SOUTH PORTLAND, Maine — You may have heard the news last week that divers off the coast of Florida had found a substantial piece of the space shuttle, Challenger, which in 1986 broke apart just 73 seconds after lifting off from Cape Canaveral.
This was the first significant piece of Challenger wreckage to be discovered in 26 years.
What you likely hadn’t heard about is that the divers who came across the debris were part of a team working with Lone Wolf Media based in South Portland—all of whom were engaged in the making of a documentary series for the History Channel on ships and airplanes that disappeared in the Bermuda Triangle.
Producing a series like this one takes time and patience. The lead diver Lone Wolf Media worked with, Mike Barnette, has spent decades tracking down possible wreck sites.
“He has thousands,” Lone Wolf Media Producer Joe Sousa said. “He culled it down to dozens, and then those dozens we looked at over a period of like three months of individual dives.”
Lone Wolf Media Producer and Co-founder Kirk Wolfinger said Barnette and his diving partner were in the water off the coast of Cape Canaveral, Florida when they came across what they thought was a wing from the long-lost plane they were hoping to find.
“But it was filled with materials they had not seen before,” Wolfinger said. “They were tiles, heat shield tiles. They brought one up just to see what it was, if somebody could identify it. Pretty quickly NASA identified it as a piece of the space shuttle Challenger.”

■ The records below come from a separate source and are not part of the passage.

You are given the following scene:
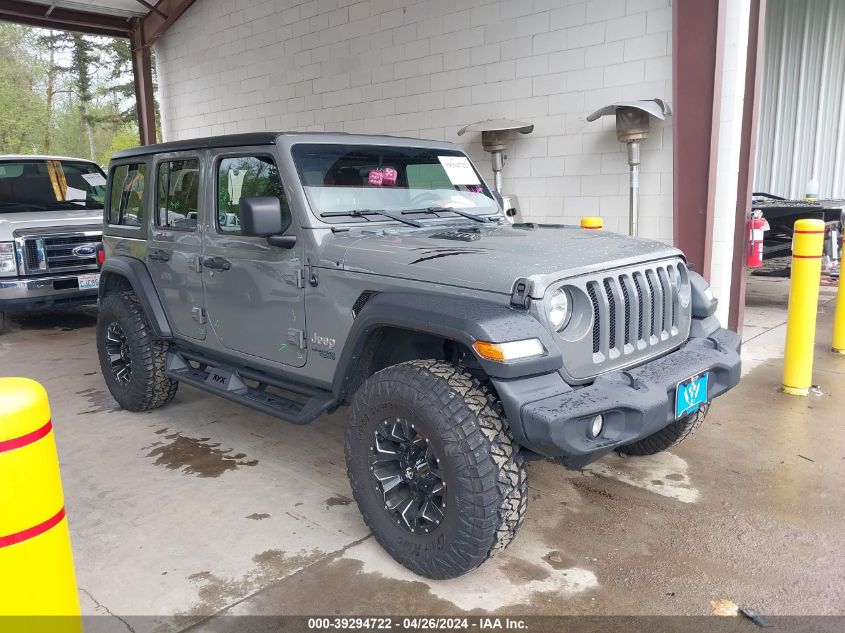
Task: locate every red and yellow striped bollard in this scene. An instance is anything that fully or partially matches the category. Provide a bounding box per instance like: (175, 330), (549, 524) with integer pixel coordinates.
(0, 378), (81, 616)
(782, 218), (824, 396)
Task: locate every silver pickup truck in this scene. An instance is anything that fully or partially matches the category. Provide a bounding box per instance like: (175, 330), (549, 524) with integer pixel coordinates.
(0, 156), (106, 332)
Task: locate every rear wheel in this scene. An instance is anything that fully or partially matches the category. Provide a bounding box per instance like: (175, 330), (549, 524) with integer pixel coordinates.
(97, 292), (179, 411)
(346, 360), (528, 578)
(616, 404), (710, 455)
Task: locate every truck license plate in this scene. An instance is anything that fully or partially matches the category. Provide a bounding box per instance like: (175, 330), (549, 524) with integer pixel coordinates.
(79, 273), (100, 290)
(675, 371), (710, 420)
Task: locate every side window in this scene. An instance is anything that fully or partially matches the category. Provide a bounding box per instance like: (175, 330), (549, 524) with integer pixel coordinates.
(109, 163), (147, 226)
(217, 156), (291, 233)
(156, 158), (200, 231)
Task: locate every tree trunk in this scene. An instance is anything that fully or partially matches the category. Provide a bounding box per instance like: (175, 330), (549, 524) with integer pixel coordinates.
(44, 31), (56, 154)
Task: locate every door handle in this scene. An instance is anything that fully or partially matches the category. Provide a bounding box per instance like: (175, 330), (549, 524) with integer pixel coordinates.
(202, 257), (232, 270)
(147, 248), (170, 262)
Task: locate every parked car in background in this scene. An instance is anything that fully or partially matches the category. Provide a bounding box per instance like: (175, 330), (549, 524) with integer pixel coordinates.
(0, 155), (106, 332)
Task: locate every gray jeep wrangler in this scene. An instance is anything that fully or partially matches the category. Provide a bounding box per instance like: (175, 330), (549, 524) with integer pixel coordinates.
(97, 133), (740, 578)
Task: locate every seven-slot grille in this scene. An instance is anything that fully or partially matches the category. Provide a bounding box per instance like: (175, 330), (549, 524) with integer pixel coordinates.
(587, 262), (684, 363)
(21, 231), (102, 275)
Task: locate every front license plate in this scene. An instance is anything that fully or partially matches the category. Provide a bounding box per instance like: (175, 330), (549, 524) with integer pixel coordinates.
(79, 274), (100, 290)
(675, 371), (710, 420)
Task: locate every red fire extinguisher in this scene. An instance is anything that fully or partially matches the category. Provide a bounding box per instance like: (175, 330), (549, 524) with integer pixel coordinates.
(745, 211), (769, 268)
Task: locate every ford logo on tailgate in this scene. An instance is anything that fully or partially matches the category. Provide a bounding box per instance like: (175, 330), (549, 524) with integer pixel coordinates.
(71, 246), (97, 257)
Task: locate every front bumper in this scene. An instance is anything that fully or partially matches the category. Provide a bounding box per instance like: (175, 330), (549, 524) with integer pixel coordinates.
(493, 328), (741, 468)
(0, 270), (97, 312)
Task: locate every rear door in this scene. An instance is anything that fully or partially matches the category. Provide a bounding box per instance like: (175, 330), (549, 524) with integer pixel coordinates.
(146, 152), (208, 340)
(203, 147), (306, 367)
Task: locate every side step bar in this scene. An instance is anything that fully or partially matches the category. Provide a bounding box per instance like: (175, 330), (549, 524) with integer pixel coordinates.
(166, 349), (340, 424)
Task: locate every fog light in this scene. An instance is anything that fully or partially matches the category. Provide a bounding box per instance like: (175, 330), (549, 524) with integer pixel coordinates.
(587, 415), (604, 440)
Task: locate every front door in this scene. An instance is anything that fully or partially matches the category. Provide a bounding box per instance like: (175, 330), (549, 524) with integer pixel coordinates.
(203, 148), (306, 367)
(146, 154), (207, 340)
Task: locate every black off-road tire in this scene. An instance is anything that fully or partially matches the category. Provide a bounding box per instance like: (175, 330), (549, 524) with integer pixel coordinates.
(346, 360), (528, 579)
(97, 292), (179, 411)
(616, 404), (710, 455)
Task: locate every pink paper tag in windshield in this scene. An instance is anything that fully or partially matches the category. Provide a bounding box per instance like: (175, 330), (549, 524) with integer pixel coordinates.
(367, 169), (384, 187)
(381, 167), (398, 187)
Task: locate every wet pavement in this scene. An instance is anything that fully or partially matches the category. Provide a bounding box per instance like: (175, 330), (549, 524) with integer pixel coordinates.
(0, 279), (845, 633)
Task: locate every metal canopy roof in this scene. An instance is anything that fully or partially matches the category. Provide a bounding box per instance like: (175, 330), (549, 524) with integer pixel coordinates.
(23, 0), (150, 18)
(0, 0), (193, 40)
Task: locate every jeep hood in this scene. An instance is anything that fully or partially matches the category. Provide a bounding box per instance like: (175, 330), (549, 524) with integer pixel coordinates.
(0, 209), (103, 242)
(334, 224), (681, 298)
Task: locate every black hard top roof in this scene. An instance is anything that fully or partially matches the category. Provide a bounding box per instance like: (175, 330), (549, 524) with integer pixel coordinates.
(112, 132), (432, 160)
(112, 132), (279, 159)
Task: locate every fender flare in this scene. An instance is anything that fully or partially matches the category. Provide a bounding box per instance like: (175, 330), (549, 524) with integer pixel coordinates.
(332, 291), (563, 395)
(99, 255), (173, 340)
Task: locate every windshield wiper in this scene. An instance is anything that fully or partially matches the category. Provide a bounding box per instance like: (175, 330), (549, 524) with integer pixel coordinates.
(0, 202), (47, 211)
(402, 207), (492, 222)
(320, 209), (422, 228)
(47, 200), (97, 211)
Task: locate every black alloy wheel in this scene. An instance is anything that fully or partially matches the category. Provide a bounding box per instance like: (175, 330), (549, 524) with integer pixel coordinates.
(369, 418), (446, 534)
(106, 321), (132, 386)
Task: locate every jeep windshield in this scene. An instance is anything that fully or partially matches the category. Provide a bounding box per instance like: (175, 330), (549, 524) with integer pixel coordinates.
(291, 143), (499, 223)
(0, 158), (106, 213)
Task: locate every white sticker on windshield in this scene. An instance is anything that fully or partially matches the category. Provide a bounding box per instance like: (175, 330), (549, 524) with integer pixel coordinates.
(82, 173), (106, 187)
(437, 156), (481, 185)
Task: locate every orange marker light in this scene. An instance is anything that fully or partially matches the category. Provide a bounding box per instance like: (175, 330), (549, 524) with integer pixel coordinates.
(472, 338), (546, 363)
(472, 341), (505, 363)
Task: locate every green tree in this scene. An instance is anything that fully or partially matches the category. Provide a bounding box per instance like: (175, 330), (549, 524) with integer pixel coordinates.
(0, 22), (46, 154)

“It was just kind of gobsmacking,” Sousa said. “Because we were looking for Flight 19, which is a famous Bermuda Triangle disappearance, and we find the Challenger. And it sort of just goes to show you when you’re operating in these waters off the Florida coast near the Bermuda Triangle, you really never know what you’re going to find.”

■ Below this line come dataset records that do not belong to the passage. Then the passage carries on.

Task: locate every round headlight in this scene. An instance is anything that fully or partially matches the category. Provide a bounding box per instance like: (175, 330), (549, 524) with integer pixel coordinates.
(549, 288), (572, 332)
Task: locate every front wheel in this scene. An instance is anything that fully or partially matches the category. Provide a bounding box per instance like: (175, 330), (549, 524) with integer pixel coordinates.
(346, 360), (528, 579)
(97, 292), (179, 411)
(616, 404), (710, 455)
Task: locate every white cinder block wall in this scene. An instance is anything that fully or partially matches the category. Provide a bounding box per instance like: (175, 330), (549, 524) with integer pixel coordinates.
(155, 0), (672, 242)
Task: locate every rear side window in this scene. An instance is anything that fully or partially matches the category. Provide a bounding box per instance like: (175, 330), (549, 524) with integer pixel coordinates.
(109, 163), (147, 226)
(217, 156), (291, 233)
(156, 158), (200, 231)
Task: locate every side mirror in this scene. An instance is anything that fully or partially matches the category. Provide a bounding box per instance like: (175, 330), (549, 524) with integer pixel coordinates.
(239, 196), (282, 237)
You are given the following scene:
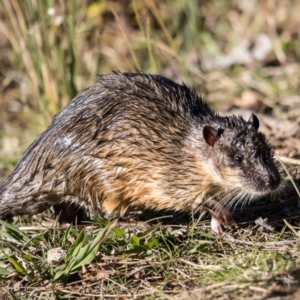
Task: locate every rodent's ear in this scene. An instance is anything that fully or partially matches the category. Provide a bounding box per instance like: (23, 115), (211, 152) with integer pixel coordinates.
(248, 113), (259, 130)
(203, 126), (219, 147)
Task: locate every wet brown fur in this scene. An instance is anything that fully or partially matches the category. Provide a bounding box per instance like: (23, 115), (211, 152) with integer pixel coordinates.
(0, 72), (279, 224)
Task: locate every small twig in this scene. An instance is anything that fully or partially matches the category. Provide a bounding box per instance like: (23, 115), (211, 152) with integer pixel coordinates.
(283, 219), (300, 238)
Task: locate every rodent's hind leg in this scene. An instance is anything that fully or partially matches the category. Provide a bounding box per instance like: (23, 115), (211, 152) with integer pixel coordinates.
(53, 202), (89, 225)
(204, 200), (235, 234)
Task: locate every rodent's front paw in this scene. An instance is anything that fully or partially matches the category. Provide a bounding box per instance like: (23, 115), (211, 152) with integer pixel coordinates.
(210, 207), (236, 234)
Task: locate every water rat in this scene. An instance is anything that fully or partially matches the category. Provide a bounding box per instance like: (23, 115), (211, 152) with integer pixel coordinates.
(0, 72), (280, 233)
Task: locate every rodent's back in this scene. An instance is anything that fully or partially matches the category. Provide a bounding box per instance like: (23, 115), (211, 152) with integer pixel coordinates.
(0, 72), (279, 218)
(0, 73), (216, 218)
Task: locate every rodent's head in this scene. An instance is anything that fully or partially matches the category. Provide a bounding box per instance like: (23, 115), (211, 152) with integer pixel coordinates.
(203, 114), (280, 195)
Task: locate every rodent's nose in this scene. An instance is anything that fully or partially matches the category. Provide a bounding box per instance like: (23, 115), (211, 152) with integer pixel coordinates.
(264, 174), (280, 187)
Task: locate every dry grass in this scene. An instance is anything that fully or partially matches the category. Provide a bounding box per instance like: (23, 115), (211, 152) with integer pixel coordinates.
(0, 0), (300, 299)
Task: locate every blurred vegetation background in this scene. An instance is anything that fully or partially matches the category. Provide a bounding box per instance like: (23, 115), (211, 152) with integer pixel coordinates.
(0, 0), (300, 181)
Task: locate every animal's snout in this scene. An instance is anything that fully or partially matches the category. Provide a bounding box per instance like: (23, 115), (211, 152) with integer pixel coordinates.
(264, 174), (280, 188)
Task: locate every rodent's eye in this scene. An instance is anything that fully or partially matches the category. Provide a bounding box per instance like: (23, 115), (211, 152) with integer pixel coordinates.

Once the piece was identified, the word came unequivocally from NASA: hands off, don’t touch. The space agency had to notify Congress and the families of the lost Challenger crew and figure out what to do with the remnants.
“It’s a very sensitive thing,” Wolfinger added. “It’s been a long time [that] we’ve been sitting on this. Now we’re finally ready to release the information."
Lone Wolf Media's six-part series, “The Bermuda Triangle: Into Cursed Waters,” can soon be seen on the History Channel. The first episode will air at 10 p.m. on Nov. 22.